View Full Version : Lt. who robbed ship fell for e-mail scam

07-06-07, 06:07 AM
Lt. who robbed ship fell for e-mail scam
By Gidget Fuentes - Staff writer
Posted : Friday Jul 6, 2007 6:30:14 EDT

SAN DIEGO - A Navy supply corps officer on the frigate McClusky who pleaded guilty to stealing money from his ship's safe will be confined in the brig and could be dismissed from the service.

Lt. Milton T. Guy, who was the ship's disbursing officer, received a 28-month sentence and a $14,000 fine after he pleaded guilty June 26 to wrongful appropriation, dereliction of duty and making a false statement, according to an article in the San Diego Union-Tribune.

Guy pleaded guilty and was sentenced after a general court-martial, said Walter T. Ham IV, a Navy Region Southwest spokesman.

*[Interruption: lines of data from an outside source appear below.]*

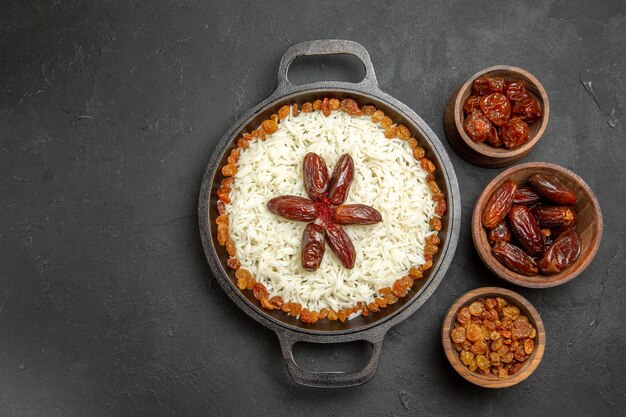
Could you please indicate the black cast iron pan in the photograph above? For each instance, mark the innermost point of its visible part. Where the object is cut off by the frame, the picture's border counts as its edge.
(374, 327)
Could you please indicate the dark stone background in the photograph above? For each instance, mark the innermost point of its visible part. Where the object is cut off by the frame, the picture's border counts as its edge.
(109, 112)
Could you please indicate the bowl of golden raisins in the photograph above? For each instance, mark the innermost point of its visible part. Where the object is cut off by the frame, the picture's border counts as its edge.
(493, 337)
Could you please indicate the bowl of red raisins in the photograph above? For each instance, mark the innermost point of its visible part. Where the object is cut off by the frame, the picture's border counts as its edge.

The Union-Tribune, citing court documents, said Guy took the money to use as payments to collect a $260,000 inheritance he believed was owed to him. The purported inheritance, however, was part of an Internet scam pitched by a man named Barnabus, who in e-mails and telephone calls to Guy contended that he represented the Nigerian government and claimed he was handling the disposal of a $2.6 million estate belonging to a Mark Guy.

According to documents, Guy stole small sums of money, in total around $120,000 to $140,000, out of the McClusky's funds from October 2004 to July 2005, and he sent most of the money to Barnabus although he used several thousand dollars to buy a laptop computer and to put a down payment on a car and a deposit on an apartment, according to the newspaper.

A May 2006 audit by the U.S. Pacific Fleet found that money was missing from the McClusky's accounts.

Cmdr. Jane Campbell, a spokeswoman for Naval Surface Forces in Coronado, Calif., said that the Navy uses routine audits to help keep ship's funds secure. "It is the checks and balances that we have throughout the fleet that precludes people from being able to get away with this," Campbell said.

With the new Navy Cash financial system, the Navy's ships are moving away from keeping large sums of cash aboard in favor of an electronic, cashless system.

"Navy Cash is a great new program that is being implemented across the fleet," she said. "It's the way now that we are keeping much less cash in the ships in general."

Internet scams such as the so-called "Nigerian letter" are well-known schemes that have exploded with the rise of spam e-mails. Such e-mails claim that the recipient is owed large sums of money that require a transferring of funds before the full amount can be collected, and other scams include seemingly dire requests for financial help.

"It is incumbent upon everybody to be too cautious," Campbell said. "If it's too good to be true, it probably is."